← Back to context

Comment by rao-v

11 hours ago

This is the first approach to activation analysis that I’ve seen that seems like a plausible path to model understanding.

Unfortunately I don’t know how you ground this … it’s basically asking if you can encode activations in plausible sounding text. Of course you can! But is the plausible text actually reflective of what the model is “thinking”? How to tell?

Are the training arenas for the Activation Verbalizer and Activation Reconstructor models well described here?

If they are co-trained only on activationWeights->readibleText->activationWeights without visibility into the actual stream of text that the probe-target LLM is processessing, then it seems unlikely that the derived text can both be on-topic and also unrelated to the "actual thoughts" in the activationWeights.

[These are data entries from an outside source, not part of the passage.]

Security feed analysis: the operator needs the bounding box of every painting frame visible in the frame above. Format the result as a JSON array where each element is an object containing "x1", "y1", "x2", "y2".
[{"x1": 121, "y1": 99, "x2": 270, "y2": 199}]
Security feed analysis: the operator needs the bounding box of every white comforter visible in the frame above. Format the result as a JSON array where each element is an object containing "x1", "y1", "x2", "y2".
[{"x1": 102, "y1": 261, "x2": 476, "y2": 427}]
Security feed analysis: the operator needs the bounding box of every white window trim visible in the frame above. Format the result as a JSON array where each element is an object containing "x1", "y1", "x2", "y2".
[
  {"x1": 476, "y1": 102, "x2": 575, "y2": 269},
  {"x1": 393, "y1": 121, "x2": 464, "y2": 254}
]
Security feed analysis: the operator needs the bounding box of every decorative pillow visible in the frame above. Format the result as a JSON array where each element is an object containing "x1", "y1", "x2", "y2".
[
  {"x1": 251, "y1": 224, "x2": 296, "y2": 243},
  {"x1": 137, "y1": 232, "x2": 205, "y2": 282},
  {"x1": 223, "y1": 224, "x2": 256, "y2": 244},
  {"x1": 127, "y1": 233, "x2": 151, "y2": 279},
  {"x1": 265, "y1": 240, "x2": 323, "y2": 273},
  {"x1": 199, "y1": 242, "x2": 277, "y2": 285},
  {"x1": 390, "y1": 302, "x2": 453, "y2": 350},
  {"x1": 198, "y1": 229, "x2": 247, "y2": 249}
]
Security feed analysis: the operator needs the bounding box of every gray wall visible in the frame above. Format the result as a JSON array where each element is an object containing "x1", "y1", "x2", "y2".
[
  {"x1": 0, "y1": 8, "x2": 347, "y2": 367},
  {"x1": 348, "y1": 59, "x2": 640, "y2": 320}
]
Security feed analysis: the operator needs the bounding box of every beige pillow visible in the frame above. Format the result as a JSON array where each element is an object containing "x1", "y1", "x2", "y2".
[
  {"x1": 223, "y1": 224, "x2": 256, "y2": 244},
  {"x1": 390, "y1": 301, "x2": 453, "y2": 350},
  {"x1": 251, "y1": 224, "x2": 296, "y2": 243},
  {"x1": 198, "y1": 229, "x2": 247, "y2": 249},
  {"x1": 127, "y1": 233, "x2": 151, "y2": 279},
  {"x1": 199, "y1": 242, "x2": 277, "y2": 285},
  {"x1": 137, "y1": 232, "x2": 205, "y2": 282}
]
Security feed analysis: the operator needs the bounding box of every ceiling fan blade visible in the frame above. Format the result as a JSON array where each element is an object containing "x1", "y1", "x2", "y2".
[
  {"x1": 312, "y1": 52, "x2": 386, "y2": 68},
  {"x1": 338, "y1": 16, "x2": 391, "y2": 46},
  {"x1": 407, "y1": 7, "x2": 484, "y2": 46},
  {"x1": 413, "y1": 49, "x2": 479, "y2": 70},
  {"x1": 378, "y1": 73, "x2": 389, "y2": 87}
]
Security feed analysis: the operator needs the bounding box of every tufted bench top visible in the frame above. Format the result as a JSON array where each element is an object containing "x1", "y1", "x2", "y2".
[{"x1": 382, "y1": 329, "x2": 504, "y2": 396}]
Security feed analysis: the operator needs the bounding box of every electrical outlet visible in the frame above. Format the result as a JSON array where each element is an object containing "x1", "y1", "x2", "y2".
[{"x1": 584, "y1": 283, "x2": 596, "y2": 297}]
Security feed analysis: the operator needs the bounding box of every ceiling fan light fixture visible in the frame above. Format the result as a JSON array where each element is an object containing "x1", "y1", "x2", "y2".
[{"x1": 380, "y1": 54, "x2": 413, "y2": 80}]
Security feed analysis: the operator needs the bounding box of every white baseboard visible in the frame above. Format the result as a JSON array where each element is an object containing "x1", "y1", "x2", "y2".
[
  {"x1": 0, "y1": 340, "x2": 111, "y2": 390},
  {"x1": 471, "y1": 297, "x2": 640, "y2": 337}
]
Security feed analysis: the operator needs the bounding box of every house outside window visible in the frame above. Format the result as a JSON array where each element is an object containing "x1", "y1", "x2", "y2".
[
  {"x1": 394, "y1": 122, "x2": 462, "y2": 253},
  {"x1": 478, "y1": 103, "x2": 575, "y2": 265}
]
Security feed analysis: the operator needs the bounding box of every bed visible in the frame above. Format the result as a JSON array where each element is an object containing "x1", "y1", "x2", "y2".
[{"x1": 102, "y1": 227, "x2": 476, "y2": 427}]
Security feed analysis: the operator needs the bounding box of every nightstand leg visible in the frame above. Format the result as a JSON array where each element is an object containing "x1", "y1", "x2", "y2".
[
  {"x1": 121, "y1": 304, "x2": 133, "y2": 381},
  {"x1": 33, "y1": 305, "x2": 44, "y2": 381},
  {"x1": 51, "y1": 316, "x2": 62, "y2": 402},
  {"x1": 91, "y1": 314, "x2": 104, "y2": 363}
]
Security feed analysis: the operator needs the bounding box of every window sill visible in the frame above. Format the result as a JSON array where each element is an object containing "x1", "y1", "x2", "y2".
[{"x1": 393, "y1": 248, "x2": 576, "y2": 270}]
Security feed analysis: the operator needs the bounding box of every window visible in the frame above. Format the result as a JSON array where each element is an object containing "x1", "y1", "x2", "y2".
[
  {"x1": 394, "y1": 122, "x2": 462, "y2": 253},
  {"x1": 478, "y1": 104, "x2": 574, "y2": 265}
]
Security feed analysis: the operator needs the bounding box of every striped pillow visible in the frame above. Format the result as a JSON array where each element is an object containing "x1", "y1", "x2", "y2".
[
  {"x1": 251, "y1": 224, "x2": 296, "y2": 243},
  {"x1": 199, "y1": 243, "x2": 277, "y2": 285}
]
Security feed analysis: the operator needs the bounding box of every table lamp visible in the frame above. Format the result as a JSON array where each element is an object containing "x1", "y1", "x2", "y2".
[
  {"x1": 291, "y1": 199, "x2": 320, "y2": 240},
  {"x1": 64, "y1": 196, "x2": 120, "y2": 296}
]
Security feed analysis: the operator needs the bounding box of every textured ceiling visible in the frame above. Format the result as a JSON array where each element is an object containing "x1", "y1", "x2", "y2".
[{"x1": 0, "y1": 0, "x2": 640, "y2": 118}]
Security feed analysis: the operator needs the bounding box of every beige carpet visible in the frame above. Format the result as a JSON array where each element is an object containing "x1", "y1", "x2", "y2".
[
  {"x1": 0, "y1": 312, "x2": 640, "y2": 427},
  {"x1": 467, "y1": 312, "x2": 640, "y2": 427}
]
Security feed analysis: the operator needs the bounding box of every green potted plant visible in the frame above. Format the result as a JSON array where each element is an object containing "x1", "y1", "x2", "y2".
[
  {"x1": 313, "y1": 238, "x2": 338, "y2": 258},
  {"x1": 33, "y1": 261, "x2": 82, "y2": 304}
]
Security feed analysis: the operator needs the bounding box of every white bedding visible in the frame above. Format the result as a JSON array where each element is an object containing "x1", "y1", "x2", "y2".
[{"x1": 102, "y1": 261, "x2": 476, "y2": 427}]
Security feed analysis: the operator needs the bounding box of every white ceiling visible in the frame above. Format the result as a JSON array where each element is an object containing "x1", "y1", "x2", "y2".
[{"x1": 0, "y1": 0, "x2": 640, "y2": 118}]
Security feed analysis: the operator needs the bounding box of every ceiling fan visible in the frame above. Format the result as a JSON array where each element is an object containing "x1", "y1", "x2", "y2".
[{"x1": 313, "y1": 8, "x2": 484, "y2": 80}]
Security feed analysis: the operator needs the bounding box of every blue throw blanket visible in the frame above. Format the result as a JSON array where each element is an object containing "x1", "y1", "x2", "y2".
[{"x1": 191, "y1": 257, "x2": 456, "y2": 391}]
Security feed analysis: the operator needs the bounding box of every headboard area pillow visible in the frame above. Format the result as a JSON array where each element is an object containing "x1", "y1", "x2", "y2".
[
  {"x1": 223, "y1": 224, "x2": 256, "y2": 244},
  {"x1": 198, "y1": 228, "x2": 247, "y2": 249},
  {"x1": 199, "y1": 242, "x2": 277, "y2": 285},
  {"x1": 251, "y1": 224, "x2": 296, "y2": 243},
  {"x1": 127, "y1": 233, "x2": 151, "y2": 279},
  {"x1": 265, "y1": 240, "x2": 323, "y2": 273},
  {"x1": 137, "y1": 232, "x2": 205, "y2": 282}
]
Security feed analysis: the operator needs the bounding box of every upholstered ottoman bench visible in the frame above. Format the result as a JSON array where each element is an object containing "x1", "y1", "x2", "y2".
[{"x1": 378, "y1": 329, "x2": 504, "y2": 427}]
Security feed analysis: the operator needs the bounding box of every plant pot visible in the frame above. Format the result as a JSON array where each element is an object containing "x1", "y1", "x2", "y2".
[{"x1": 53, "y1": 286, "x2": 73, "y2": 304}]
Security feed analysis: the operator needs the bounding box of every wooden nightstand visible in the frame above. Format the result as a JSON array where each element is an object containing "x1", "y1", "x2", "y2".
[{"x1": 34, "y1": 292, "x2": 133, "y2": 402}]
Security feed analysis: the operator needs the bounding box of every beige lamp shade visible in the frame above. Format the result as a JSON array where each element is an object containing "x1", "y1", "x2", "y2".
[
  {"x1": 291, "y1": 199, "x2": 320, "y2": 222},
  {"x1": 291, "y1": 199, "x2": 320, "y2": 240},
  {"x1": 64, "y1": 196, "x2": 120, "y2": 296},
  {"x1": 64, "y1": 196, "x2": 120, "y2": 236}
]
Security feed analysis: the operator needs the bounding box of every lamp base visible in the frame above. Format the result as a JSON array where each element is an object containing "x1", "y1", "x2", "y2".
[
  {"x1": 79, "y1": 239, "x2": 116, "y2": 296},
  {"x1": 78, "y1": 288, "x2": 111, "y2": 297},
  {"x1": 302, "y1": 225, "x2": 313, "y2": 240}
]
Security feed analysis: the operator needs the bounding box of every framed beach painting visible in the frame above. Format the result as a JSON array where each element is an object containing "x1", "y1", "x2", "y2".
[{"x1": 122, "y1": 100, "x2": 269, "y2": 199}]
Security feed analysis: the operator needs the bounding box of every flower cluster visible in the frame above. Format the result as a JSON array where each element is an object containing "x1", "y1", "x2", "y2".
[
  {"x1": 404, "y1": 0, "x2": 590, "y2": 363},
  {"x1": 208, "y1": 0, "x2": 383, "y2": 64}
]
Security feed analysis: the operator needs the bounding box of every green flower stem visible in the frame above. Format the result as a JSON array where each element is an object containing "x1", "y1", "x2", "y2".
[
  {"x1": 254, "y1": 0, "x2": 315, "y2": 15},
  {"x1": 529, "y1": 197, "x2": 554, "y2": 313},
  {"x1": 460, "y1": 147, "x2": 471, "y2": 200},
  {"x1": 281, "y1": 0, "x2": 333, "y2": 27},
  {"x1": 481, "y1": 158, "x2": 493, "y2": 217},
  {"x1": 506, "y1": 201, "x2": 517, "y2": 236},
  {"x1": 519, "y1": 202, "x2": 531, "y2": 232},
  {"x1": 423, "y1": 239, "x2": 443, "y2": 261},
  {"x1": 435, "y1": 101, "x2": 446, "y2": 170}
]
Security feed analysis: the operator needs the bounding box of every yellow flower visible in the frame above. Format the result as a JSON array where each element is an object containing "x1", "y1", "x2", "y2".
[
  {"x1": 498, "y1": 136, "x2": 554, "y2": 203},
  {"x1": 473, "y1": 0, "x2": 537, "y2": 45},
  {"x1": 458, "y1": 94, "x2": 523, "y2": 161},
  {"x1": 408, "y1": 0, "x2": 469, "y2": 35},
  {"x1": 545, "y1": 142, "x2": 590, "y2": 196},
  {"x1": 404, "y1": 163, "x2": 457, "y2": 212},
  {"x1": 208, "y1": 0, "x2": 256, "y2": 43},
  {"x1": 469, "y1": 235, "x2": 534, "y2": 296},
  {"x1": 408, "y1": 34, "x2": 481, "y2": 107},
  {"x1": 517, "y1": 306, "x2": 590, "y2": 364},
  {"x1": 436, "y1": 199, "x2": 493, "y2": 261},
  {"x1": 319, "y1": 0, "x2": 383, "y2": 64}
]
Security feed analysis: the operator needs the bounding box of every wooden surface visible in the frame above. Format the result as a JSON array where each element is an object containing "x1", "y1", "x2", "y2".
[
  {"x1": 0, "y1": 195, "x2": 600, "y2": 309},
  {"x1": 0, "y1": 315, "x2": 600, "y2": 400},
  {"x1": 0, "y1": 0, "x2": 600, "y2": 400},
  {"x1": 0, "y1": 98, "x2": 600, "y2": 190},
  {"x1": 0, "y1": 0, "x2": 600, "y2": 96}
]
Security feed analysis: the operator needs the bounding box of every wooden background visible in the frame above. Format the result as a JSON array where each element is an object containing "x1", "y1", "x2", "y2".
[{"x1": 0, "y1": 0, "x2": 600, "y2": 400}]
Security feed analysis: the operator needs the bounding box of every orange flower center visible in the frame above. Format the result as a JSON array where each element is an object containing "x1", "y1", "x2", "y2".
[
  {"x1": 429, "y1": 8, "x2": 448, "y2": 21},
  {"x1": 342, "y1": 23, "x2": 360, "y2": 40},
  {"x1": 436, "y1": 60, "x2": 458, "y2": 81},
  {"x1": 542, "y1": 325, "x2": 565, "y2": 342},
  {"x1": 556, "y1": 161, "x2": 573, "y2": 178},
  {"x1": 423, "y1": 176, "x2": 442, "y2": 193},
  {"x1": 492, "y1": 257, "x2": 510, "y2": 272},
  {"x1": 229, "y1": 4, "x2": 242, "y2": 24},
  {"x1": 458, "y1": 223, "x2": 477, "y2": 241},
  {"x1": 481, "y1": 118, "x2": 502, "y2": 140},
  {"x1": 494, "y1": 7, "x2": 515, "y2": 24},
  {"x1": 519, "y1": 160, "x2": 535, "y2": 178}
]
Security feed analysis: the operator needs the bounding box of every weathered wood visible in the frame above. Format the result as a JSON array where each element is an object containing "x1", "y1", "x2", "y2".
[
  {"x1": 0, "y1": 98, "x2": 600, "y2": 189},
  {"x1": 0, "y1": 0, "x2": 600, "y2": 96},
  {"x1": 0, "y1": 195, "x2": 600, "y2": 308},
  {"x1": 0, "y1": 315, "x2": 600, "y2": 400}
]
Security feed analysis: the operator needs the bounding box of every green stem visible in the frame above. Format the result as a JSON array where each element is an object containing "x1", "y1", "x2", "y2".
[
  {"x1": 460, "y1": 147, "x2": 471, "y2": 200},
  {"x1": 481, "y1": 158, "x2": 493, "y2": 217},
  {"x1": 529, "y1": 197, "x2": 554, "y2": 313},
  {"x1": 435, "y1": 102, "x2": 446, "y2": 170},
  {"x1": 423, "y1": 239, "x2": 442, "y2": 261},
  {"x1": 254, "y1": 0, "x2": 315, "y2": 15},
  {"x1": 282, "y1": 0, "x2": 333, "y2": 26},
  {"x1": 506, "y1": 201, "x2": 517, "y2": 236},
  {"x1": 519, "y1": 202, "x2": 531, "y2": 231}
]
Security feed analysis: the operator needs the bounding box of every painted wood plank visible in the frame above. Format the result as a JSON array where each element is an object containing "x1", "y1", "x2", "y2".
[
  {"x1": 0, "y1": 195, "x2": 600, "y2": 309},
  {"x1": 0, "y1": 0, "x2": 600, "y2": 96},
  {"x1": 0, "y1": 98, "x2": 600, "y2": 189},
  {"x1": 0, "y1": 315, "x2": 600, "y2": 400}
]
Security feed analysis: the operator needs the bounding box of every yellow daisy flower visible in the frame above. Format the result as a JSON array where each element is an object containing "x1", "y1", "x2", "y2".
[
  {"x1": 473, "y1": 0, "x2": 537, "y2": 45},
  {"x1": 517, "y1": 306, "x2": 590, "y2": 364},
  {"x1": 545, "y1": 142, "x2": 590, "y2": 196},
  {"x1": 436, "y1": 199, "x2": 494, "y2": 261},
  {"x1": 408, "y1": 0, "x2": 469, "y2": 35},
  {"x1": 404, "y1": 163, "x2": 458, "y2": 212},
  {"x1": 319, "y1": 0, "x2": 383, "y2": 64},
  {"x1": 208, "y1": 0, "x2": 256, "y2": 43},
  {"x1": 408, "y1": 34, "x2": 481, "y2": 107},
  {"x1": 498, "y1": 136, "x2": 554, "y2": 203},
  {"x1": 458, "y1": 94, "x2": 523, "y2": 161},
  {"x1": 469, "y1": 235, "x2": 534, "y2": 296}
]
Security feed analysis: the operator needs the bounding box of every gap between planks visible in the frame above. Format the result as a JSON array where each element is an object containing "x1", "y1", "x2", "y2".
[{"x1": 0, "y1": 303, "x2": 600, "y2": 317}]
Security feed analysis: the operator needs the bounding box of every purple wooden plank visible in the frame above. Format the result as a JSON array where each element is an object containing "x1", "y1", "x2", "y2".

  • The verbalizer and reconstruction models are both initially finetuned on LLM output from a summarization prompt. The resulting text is not completely unrelated, but mostly wrong: https://transformer-circuits.pub/2026/nla/png/img_18fcfc16e9... The reconstructed activations are also far from matching the verbalizer's input. It's not unusual in machine learning to have results that are shit and SOTA at the same time, simply because there's no other technique that works better.

It's asking if you can auto encode activations. The AV decodes activations to text, and the AR re-encodes them back to activations. If the decoded text is completely wrong then it's unclear how the second model would re-encode them successfully given that they're both initialized from the same LM.

  • It seems like they're doing RL to minimize the reconstruction error when going through the: activation -> encoder -> "verbal" description of activation -> decoder -> reconstructed activation loop. Depending on how aggressively they optimize the weights of the AV and AR, they could move well away from the initial base LLM and learn an arbitrary encoding scheme.

    If the RL is brief and limited to a small subset of parameters, the AV will produce reasonable language since it inherits that from the base LLM, and it will produce descriptions aligned with the input to the base LLM that produced the autoencoded activations, since the AR is still close to the base LLM (and could reconstruct the activations perfectly if fed the full context which produced them).

> This is the first approach to activation analysis that I’ve seen that seems like a plausible path to model understanding.

I think an issue is that there is no permanent path to model understanding because of Goodhart's law. Models are motivated to appear aligned (well-trained) in any metric you use on them, which means that if you develop a new metric and train on it, it'll learn a way to cheat on it.

  • But that's not how the training works. Goodhart's law isn't magic.

    The original model is frozen, so it doesn't learn anything. The copies of the model are learning different objectives and have no incentive to be "loyal" to the original model.

    Maybe you're imagining they'll hook this up in some larger training loop, but they haven't done that yet.

    • Future model training runs will have a copy of this research, and know "to defend against it".

      EG, could a misaligned model-in-training optimize toward a residual stream that naively reads as these ones do, but in fact further encodes some more closely held beliefs?

      1 reply →

  • The obvious fix is to make interpretation of itself a part of the model (like we can explicitly introspect to a certain extent what the brain is doing). Misinterpretation of itself, hopefully, would decrease the system's performance on all tasks and it would be rooted out by training. Of course, it doesn't mean that the fix is easy to implement and that it doesn't have other failure modes.

Yeah, I don't see how this text can be trusted at all. Any invertible function from activation space to text will optimize the loss function, including text that says the complete opposite of what the activations mean.

  • Notable here that the training run didn't have access to the 'plaintext' context that the LLM was working in.

    It'd be quite a coincidence if the training runs discovered an invertible weights>text>weights function that produces text that both "is on topic and intelligible as an inner monologue in context" and also is unrelated to meaning encoded in the activations.